France promised earlier this year to help Brazil build the Scorpène attack submarine, a conventional diesel-powered vessel that Brazilian officials hope will help them develop Latin America's first nuclear-propelled submarine.

They said it would protect Brazil's large offshore oil reserves and exploration platforms. In South America Chile already has two Scorpène submersibles.

Brazil in 1979 began a formal program to develop a nuclear submarine and the administration of Lula last year announced US$ 540 million in new funding for the program and for uranium enrichment efforts.

Brazil's Foreign Ministry said the two presidents will also sign agreements on sustainable development and protection of the Amazon rain forest and in education, science and nuclear energy.

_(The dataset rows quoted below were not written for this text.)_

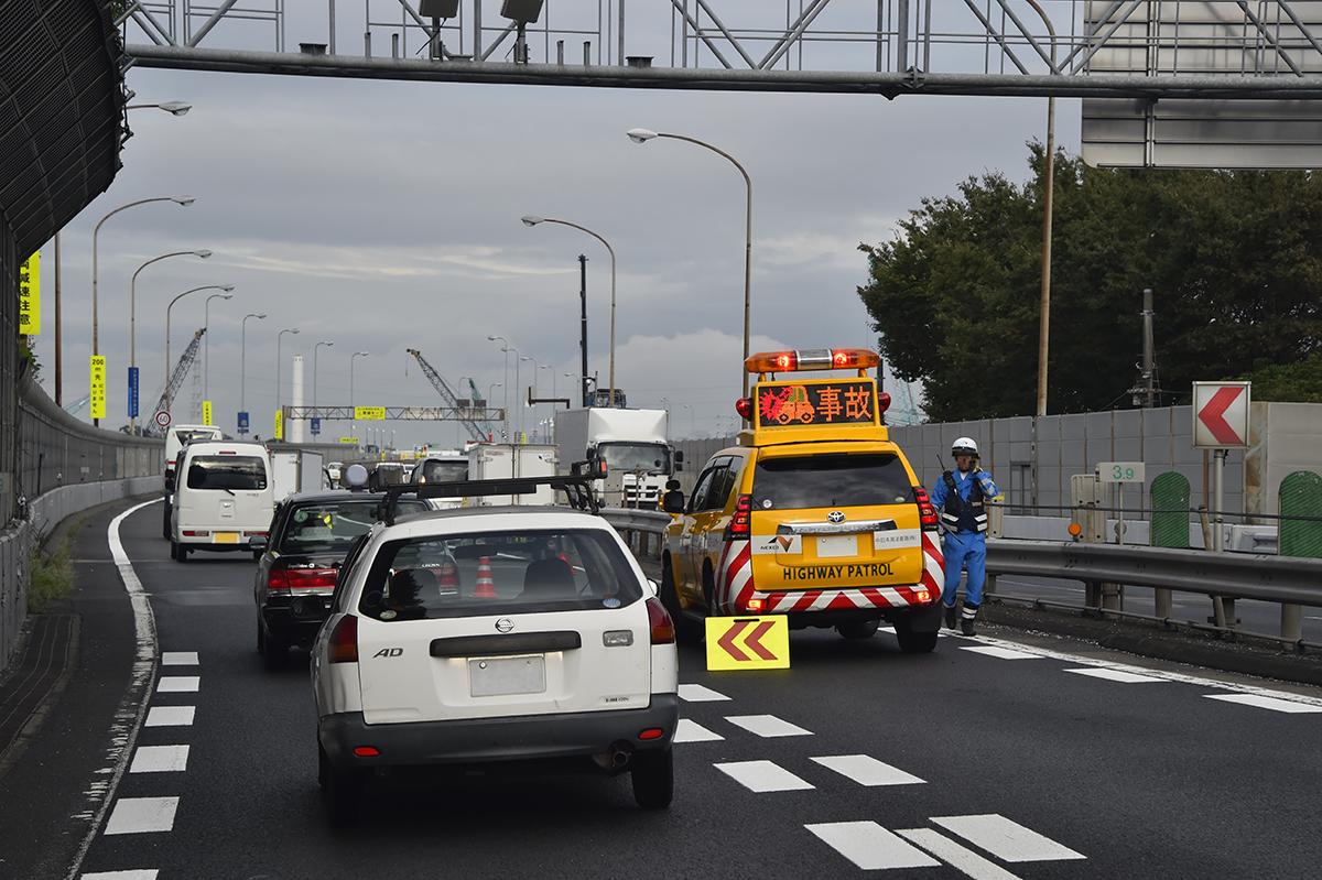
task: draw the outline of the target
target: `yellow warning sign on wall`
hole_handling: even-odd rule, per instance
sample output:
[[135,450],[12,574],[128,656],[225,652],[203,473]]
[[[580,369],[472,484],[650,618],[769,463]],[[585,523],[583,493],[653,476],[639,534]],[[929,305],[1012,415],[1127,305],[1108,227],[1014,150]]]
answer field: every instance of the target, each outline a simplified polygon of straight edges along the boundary
[[789,618],[709,617],[707,670],[789,669]]

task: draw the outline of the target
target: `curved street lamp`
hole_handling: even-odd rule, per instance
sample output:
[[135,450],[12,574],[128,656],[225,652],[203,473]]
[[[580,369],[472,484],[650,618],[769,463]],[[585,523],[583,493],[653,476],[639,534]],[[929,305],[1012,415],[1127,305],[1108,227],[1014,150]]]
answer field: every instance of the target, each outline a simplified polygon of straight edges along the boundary
[[[635,144],[645,144],[649,140],[657,137],[669,137],[670,140],[682,140],[689,144],[695,144],[705,149],[710,149],[718,156],[723,156],[744,178],[744,188],[747,190],[747,201],[744,205],[744,359],[748,359],[748,321],[750,313],[752,311],[752,178],[748,176],[748,169],[744,168],[738,159],[720,149],[714,144],[709,144],[705,140],[698,140],[697,137],[690,137],[687,135],[670,135],[666,132],[656,132],[648,128],[631,128],[628,132],[629,140]],[[743,374],[743,396],[748,396],[748,371],[740,365],[740,373]]]

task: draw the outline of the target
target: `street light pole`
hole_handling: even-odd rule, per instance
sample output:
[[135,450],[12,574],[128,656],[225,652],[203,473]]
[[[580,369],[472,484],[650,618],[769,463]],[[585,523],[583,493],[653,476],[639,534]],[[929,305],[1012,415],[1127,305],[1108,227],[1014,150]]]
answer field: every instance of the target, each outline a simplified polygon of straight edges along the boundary
[[[738,159],[727,153],[726,151],[709,144],[705,140],[698,140],[697,137],[690,137],[687,135],[669,135],[665,132],[654,132],[646,128],[631,128],[628,132],[629,140],[636,144],[645,144],[654,137],[669,137],[672,140],[683,140],[698,147],[703,147],[723,156],[739,169],[739,173],[744,178],[746,189],[746,203],[744,203],[744,361],[748,359],[748,338],[750,338],[750,320],[752,314],[752,177],[748,176],[748,169],[746,169]],[[742,374],[743,382],[743,396],[748,396],[748,371],[739,365],[739,371]]]
[[[176,296],[173,300],[171,300],[169,305],[165,307],[165,412],[171,412],[175,408],[175,395],[171,394],[171,387],[169,387],[171,374],[173,373],[173,370],[171,369],[171,363],[169,363],[169,318],[171,318],[171,309],[173,309],[175,304],[178,303],[185,296],[188,296],[189,293],[197,293],[198,291],[225,291],[226,293],[229,293],[233,289],[234,289],[233,284],[204,284],[202,287],[194,287],[190,291],[184,291],[182,293],[180,293],[178,296]],[[202,336],[206,336],[206,334],[204,333]]]
[[[250,312],[239,321],[239,411],[247,412],[247,320],[255,317],[258,321],[266,320],[266,313]],[[251,419],[249,420],[251,424]],[[247,433],[247,429],[239,433]]]
[[562,219],[553,219],[550,217],[524,217],[522,219],[525,226],[537,226],[538,223],[559,223],[561,226],[568,226],[571,229],[579,230],[580,233],[587,233],[596,240],[602,242],[602,244],[605,246],[605,252],[611,255],[611,355],[608,367],[611,396],[608,398],[609,403],[607,406],[613,407],[615,406],[615,248],[611,247],[611,243],[608,240],[605,240],[592,230],[587,229],[586,226],[579,226],[578,223],[571,223],[568,221],[562,221]]

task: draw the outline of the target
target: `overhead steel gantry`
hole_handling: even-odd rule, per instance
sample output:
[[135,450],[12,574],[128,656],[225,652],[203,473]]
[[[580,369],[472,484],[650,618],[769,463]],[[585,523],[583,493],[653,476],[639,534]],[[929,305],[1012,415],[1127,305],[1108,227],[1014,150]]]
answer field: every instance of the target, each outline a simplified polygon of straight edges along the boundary
[[[494,16],[493,0],[485,17],[483,0],[452,3],[449,20],[424,18],[422,0],[362,0],[361,15],[299,5],[297,30],[325,41],[296,53],[284,50],[284,0],[136,0],[120,22],[144,67],[887,98],[1322,98],[1322,3],[1309,0],[547,0],[526,28]],[[337,26],[353,40],[337,42]]]

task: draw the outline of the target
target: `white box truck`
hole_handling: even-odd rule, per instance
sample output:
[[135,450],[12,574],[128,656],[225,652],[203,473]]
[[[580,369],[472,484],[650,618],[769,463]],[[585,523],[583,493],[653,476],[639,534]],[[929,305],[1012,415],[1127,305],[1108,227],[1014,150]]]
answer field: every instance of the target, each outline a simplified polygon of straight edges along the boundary
[[[509,480],[512,477],[554,477],[555,447],[542,443],[484,443],[468,451],[469,480]],[[555,492],[542,486],[522,495],[473,498],[475,506],[554,505]]]
[[666,439],[665,410],[587,407],[555,414],[561,473],[576,461],[605,460],[596,497],[607,507],[654,510],[678,464]]

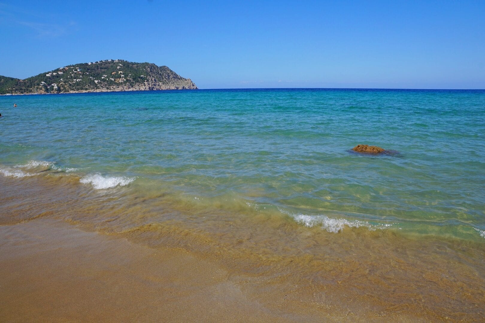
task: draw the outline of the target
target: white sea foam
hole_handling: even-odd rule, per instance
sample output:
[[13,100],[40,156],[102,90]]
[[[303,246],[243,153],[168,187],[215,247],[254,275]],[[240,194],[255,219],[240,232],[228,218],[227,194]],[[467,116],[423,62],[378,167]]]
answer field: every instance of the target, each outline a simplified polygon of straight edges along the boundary
[[485,230],[481,230],[479,229],[477,229],[476,228],[474,228],[477,232],[480,235],[480,236],[482,238],[485,238]]
[[391,226],[391,224],[372,224],[366,221],[359,220],[347,220],[346,219],[329,217],[326,215],[309,215],[305,214],[293,214],[278,208],[280,211],[290,215],[295,221],[307,227],[311,228],[315,226],[321,226],[328,232],[337,233],[343,230],[346,226],[350,228],[360,228],[365,227],[369,230],[384,229]]
[[102,189],[110,188],[118,186],[128,185],[135,180],[133,177],[125,177],[124,176],[104,177],[100,174],[91,174],[87,175],[81,178],[80,182],[84,184],[91,184],[95,188]]
[[43,170],[49,169],[55,164],[55,162],[48,162],[44,160],[31,160],[25,165],[19,165],[15,166],[16,168],[24,168],[27,169],[32,169],[36,168],[42,169]]

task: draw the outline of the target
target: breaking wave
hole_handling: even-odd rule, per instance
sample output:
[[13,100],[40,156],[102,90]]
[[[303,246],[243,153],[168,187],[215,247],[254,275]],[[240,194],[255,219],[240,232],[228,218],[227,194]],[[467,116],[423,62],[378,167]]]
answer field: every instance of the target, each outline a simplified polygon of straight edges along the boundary
[[478,232],[481,237],[482,238],[485,238],[485,230],[481,230],[479,229],[477,229],[476,228],[474,228],[473,229],[477,231],[477,232]]
[[83,184],[91,184],[97,189],[111,188],[118,185],[125,186],[135,180],[134,177],[125,176],[112,177],[103,176],[100,174],[87,175],[80,180]]

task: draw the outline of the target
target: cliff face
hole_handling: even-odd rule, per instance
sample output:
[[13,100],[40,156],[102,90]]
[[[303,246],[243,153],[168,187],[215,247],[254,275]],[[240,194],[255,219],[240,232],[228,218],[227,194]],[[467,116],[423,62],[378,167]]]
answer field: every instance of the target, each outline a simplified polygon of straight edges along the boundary
[[196,89],[190,78],[181,77],[167,66],[121,60],[71,65],[23,80],[9,77],[0,82],[0,94]]

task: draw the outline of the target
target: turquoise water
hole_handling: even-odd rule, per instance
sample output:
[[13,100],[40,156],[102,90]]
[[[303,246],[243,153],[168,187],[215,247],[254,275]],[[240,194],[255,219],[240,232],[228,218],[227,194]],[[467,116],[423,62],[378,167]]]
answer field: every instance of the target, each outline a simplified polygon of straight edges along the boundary
[[[0,113],[2,176],[75,174],[331,232],[485,242],[485,91],[4,96]],[[396,153],[349,152],[358,144]]]

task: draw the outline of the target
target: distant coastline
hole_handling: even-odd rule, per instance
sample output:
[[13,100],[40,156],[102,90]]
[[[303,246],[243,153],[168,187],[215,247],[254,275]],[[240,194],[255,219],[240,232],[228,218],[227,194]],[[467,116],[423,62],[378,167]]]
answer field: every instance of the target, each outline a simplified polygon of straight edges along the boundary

European Commission President José Manuel Durão Barroso told the private Agência Estado news agency that the leaders also should discuss ways to revive the Doha Round of world trade talks that collapsed in July after countries such as India and Brazil rebuffed an offer by the U.S. and Europe to gradually reduce farm subsidies in exchange for lower tariffs on food imports by developing countries.

Barroso is also expected to give his support for Brazil's push for larger emerging economies to have a greater say in building the world's future financial architecture, according to a commission spokesman.

Another issue in the EU-Brazil agenda is bio-fuel of which Brazil is the world's second producer, behind the US, particularly in light of Europe's drive to increase the proportion of its vehicles powered by ethanol.

On a more political level Brazil's goal of joining the UN Security Council as a permanent member is expected to be addressed. Brazil counts with the support from Britain, France and Germany, but also has to contend with opposition from Italy and Spain.